Hikikomori – le Refuge (critiques théâtrales des 6e2)

Vendredi 20 janvier, les 6e2 et 6e3 se sont rendus au théâtre de l’Union à Limoges et ont assisté au spectacle de Joris Mathieu intitulé « Hikikomori – le Refuge ».

Le sujet de la pièce est le mal-être et le repli sur soi (« Hikikomori » en japonais) de certains enfants et adolescents qui cherchent à fuir l’école, le collège ou la société en se réfugiant dans leurs chambres, cloîtrés.

Ce spectacle a la particularité de pouvoir être perçu à travers trois points de vue différents: celui du fils (Nils), celui du père et celui de la mère. En fonction de son âge, le spectateur (muni d’un casque) découvre la version de l’un des trois protagonistes.

Chaque élève a rédigé une appréciation personnelle de la pièce.

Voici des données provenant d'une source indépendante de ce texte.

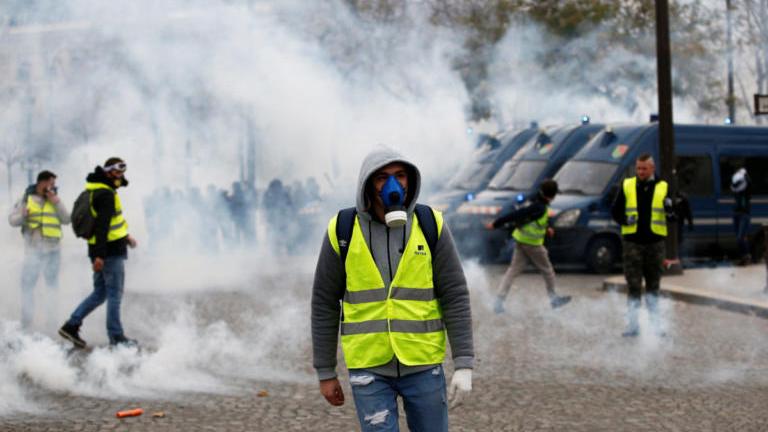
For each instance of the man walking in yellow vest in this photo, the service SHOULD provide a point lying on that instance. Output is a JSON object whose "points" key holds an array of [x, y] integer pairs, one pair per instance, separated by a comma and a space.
{"points": [[531, 226], [389, 278], [40, 214], [641, 207], [108, 250]]}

Voici quelques extraits des critiques des 6e2:

« J’ai été surpris de voir un garçon qui a acheté un déguisement d’orignal, une sorte de cerf. Sinon j’ai aimé la représentation de la scène. J’ai compris l’histoire, rien ne m’a échappé. J’ai aimé la notion de l’écran. Je n’ai pas aimé le fait qu’on ne voie pas le fils car on ne le voit que sur l’écran alors qu’il joue un rôle important dans l’histoire ». Antoine B.

larscenenationale.fr

« J’ai ressenti de la tristesse pour l’enfant car il vit dans sa chambre et ses parents s’en fichent ». Lucas P.

« J’ai énormément aimé car cela était assez émouvant […] Moi, à la place de Nils, je n’aurais pas honte de mes parents parce que si lui les aime comme ils sont, il n’a pas besoin d’idiots pour dire que ses parents sont des « noobs ». Mais c’est impressionnant de faire des scènes comme ça! ». Chloé

« J’ai trouvé que la fin n’était pas claire […], je n’ai pas compris pourquoi les images passaient si vite ». Ninon.

« J’ai été intriguée et attendrie, accrochée, dépitée ». Camille.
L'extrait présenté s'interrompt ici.